The fees “can eat up nearly 30% of your retirement savings over ten years, even a seemingly small annual fee such as 1.27%, which is the average U.S. mutual fund fee,” said Mitch Tuchman, managing director of Rebalance IRA in Palo Alto, Calif.
A second category of fees are those that are passed through to the participants by the employer. They can vary quite a bit, because the company has wide latitude in deciding which fees to pass onto the employee participants, said Twibell.

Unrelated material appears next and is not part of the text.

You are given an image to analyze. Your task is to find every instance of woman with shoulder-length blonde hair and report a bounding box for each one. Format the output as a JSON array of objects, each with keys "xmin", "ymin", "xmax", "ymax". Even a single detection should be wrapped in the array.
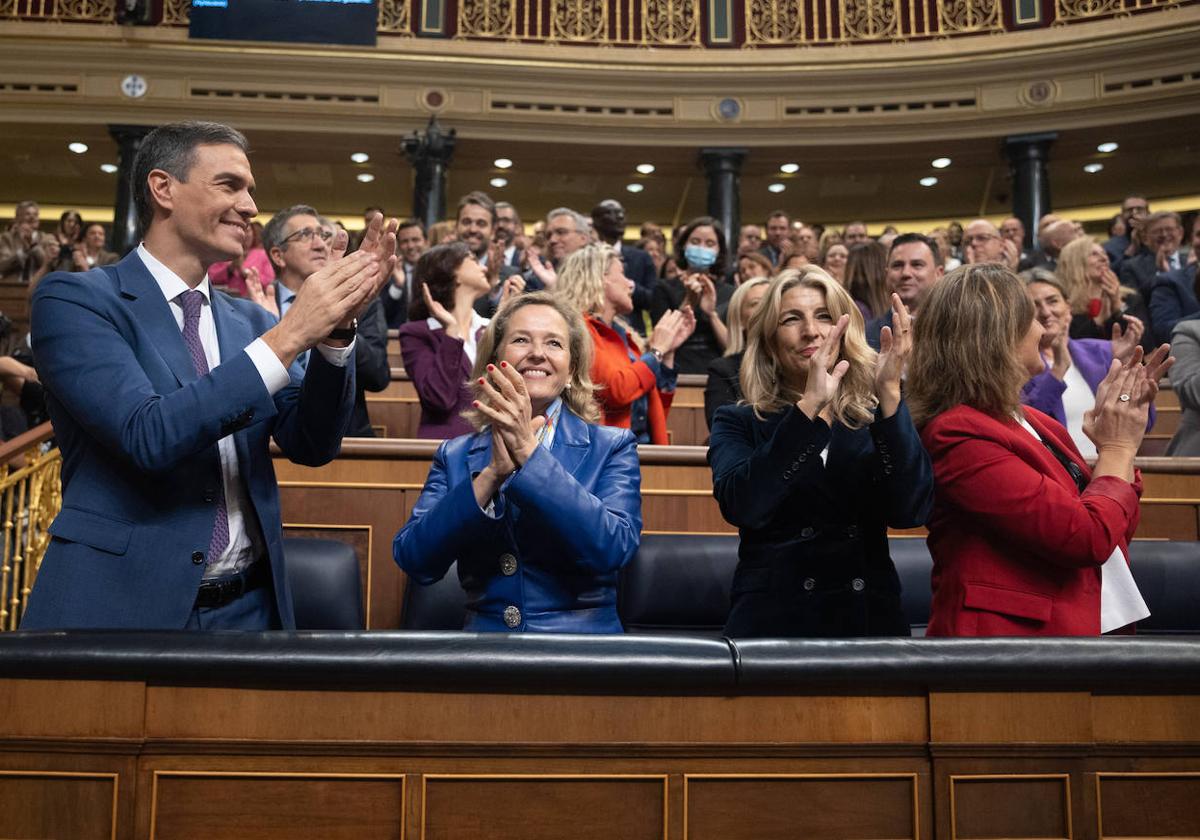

In some cases, the employer picks up all the fees, but more often than not, the employee foots most of the bill.
The two fees add up, with some employees who end up paying over 2% in additional management and administrative fees, which is $2,000 in unnecessary fees on a $100,000 retirement account each year.
“Imagine someone who keeps their funds in their former employer’s plan for a decade or two, which happens more often than you might think,” Twibell said. “Now we’re talking as much as $40,000 in unnecessary fees. There aren’t many people that can afford to throw away that kind of money for no real purpose.”